Convert escaped Unicode character back to actual character

Question

I have the following value in a string variable in Java which has UTF-8 characters encoded like below

Dodd\u2013Frank

instead of

Dodd–Frank

(Assume that I don't have control over how this value is assigned to this string variable)

Now how do I convert (encode) it properly and store it back in a String variable?

I found the following code

Charset.forName("UTF-8").encode(str);

But this returns a ByteBuffer, but I want a String back.

Edit:

Some more additional information.

When I use System.out.println(str); I get

Dodd\u2013Frank

I am not sure what is the correct terminology (UTF-8 or unicode). Pardon me for that.

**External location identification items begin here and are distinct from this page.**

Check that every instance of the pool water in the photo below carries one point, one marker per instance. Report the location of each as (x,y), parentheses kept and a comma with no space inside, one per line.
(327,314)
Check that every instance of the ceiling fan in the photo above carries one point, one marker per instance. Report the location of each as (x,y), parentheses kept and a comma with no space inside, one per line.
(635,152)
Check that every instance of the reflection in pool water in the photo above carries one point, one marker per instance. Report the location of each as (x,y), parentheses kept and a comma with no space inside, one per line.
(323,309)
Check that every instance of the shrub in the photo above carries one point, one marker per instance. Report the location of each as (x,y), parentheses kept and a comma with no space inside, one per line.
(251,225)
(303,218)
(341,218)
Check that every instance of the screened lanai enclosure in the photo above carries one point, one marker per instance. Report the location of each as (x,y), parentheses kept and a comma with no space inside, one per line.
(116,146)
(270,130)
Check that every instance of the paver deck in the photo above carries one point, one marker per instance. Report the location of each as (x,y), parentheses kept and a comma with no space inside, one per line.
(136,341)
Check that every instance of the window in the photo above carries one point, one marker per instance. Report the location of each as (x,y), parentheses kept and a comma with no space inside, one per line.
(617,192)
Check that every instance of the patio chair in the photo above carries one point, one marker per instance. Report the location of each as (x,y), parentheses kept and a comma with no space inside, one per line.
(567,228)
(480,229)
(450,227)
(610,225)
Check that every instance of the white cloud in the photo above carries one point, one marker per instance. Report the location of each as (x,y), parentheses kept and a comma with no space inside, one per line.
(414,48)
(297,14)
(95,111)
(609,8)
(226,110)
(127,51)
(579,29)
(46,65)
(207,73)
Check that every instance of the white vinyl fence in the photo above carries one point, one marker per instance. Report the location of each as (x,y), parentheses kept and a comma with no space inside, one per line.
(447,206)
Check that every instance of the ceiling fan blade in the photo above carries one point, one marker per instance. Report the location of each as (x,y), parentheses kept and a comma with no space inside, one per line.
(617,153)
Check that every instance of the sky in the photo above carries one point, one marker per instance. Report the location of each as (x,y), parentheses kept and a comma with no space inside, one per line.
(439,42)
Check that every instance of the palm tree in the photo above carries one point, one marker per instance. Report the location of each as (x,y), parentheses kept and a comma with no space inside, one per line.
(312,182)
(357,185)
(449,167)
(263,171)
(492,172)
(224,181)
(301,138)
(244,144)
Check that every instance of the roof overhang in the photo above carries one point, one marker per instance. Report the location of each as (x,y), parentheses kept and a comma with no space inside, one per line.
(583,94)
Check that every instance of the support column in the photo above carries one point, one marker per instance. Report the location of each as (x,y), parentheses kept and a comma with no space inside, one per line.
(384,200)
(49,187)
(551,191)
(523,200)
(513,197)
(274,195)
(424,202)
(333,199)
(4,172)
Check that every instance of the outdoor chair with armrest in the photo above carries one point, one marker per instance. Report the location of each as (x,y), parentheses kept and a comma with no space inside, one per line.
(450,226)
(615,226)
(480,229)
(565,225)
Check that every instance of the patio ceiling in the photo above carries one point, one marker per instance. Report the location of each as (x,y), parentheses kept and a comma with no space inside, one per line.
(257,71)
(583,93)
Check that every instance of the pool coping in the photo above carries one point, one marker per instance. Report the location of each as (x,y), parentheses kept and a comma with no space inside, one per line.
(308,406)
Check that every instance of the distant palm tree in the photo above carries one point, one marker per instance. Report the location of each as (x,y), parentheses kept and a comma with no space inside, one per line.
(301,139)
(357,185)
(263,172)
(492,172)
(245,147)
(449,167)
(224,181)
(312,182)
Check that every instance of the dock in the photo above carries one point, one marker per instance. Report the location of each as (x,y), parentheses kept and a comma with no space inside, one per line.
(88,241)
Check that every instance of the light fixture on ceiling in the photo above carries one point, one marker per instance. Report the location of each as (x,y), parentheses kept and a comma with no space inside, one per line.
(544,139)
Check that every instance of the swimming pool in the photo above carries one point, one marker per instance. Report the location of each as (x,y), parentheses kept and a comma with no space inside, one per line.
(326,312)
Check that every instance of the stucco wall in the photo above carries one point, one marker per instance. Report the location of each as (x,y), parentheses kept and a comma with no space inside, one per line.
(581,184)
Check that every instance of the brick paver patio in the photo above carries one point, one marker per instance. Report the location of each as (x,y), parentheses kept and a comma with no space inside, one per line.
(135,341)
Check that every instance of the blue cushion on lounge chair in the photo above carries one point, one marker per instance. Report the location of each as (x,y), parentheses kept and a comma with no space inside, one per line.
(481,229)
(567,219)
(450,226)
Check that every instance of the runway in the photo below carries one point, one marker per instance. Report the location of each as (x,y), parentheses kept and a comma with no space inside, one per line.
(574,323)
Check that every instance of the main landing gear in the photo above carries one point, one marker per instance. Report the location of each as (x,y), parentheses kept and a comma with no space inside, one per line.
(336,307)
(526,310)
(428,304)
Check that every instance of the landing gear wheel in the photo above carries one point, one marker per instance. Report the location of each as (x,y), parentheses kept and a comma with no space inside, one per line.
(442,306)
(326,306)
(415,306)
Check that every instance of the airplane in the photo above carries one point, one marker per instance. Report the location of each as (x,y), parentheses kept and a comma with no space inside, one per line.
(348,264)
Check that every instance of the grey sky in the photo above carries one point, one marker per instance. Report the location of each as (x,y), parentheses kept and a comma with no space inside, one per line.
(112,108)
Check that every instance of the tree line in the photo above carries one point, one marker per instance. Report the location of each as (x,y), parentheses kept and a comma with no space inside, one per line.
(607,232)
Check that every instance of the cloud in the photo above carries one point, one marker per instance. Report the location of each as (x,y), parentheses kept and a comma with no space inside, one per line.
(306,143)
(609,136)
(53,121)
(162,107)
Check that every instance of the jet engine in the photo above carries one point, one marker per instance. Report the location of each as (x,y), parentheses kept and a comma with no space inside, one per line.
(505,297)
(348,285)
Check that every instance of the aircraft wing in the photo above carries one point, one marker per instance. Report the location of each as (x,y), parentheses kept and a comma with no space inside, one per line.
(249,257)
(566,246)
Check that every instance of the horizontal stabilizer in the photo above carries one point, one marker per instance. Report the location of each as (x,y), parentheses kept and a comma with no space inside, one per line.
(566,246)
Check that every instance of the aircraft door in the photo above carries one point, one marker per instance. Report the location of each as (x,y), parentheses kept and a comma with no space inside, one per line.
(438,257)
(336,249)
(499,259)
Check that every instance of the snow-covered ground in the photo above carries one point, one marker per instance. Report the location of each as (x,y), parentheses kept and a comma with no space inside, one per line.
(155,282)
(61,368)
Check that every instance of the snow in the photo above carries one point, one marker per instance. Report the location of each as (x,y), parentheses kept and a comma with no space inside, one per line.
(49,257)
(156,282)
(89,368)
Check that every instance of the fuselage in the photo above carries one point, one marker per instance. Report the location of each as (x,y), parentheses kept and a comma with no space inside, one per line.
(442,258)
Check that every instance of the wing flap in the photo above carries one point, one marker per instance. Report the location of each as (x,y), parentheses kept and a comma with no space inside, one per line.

the question is unclear to me. When you `System.out.println(yourString);` do you see (1) `Dodd\u2013Frank` or (2) `Dodd–Frank` ? — jlordo, Dec 04 '12 at 10:06
Wrong, \u2013 is not an UTF-8 character, it is an escaped Unicode character. UTF-8 is a way of encoding UTF characters. — SirDarius, Dec 04 '12 at 10:06
@jlordo and SirDarius I have updated the question with details. — Sudar, Dec 04 '12 at 10:08
Have a look at [StringEscapeUtils.unescapeJava()](http://commons.apache.org/lang/api-2.4/org/apache/commons/lang/StringEscapeUtils.html#unescapeJava(java.lang.String)) — jlordo, Dec 04 '12 at 10:13
Check the Apache Doc: https://commons.apache.org/proper/commons-lang/javadocs/api-3.1/org/apache/commons/lang3/StringEscapeUtils.html — ΦXocę 웃 Пepeúpa ツ, Oct 19 '15 at 10:54
Just wanted to understand, why not `"Dodd\u2013Frank".chars().forEach(a -> System.out.print((char) a));` ? — Naman, Jul 10 '18 at 16:56
`org.apache.commons.lang3.StringEscapeUtils` is deprecated, but moved to `commons-text` as `import org.apache.commons.text.StringEscapeUtils` which is not deprecated. — Chris Wolf, Apr 05 '23 at 23:23

score 62 · Accepted Answer · edited Jul 19 '16 at 11:20

62

try

str = org.apache.commons.lang3.StringEscapeUtils.unescapeJava(str);

from Apache Commons Lang

edited Jul 19 '16 at 11:20

Mark Rotteveel

100,966
191
140
197

answered Dec 04 '12 at 10:16

jlordo

37,490
6
58
83

2

If `Java` itself provides the functionality of parsing the value then why should we use any third party tool ? – Bhavik Ambani Dec 04 '12 at 10:17
2

@BhavikAmbani Then please explain how, because your answer definitly does not. – SirDarius Dec 04 '12 at 10:19
@BhavikAmbani in your own example, try `System.out.println(string);` before calling `getBytes();` and see what happens ;) – jlordo Dec 04 '12 at 10:19
How come ? My answer solves the problem which is specified in the question asked, that convert unicode into readable string format. – Bhavik Ambani Dec 04 '12 at 10:20
@jlordo I have pasted that also you can check that this prints the perfect output, which I have taked from the console – Bhavik Ambani Dec 04 '12 at 10:21
1

@BhavikAmbani nope, when he prints out his string, he sees `Dodd\u2013Frank`, when we print your string we see `Dodd-Frank`. (before any conversion), his String is `"Dodd\\u2013Frank"`, your String is `"Dodd\u2013Frank"` – jlordo Dec 04 '12 at 10:21
2

This might solve your issue in a simple case, but be careful. If you are trying to use this solution, for example, on a JSON encoded string with UTF8 chars that you want unescaped, it will unescape things that you DONT want touched: For example, if this String is inside a piece of JSON "\u003ca href=\"http:\/\/twitter.com\" rel=\"nofollow\"\u003eTwitter Web Client\u003c\/a\u003e" – Justin Standard Jun 29 '16 at 03:25
str = org.apache.commons.text.StringEscapeUtils.unescapeJava(str); as commons.lang3 is deprecated. – user8091544 Jun 11 '21 at 06:39

score 16 · Answer 2 · edited Jun 20 '23 at 01:40

16

`java.util.Properties`

You can take advantage of the fact that java.util.Properties supports strings with \uXXXX escape sequences and do something like this:

Properties p = new Properties();
p.load(new StringReader("key = " + yourInputString));
System.out.println("Escaped value: " + p.getProperty("key"));

Inelegant, but functional.

To handle the possible IOExeception, you may want a try-catch.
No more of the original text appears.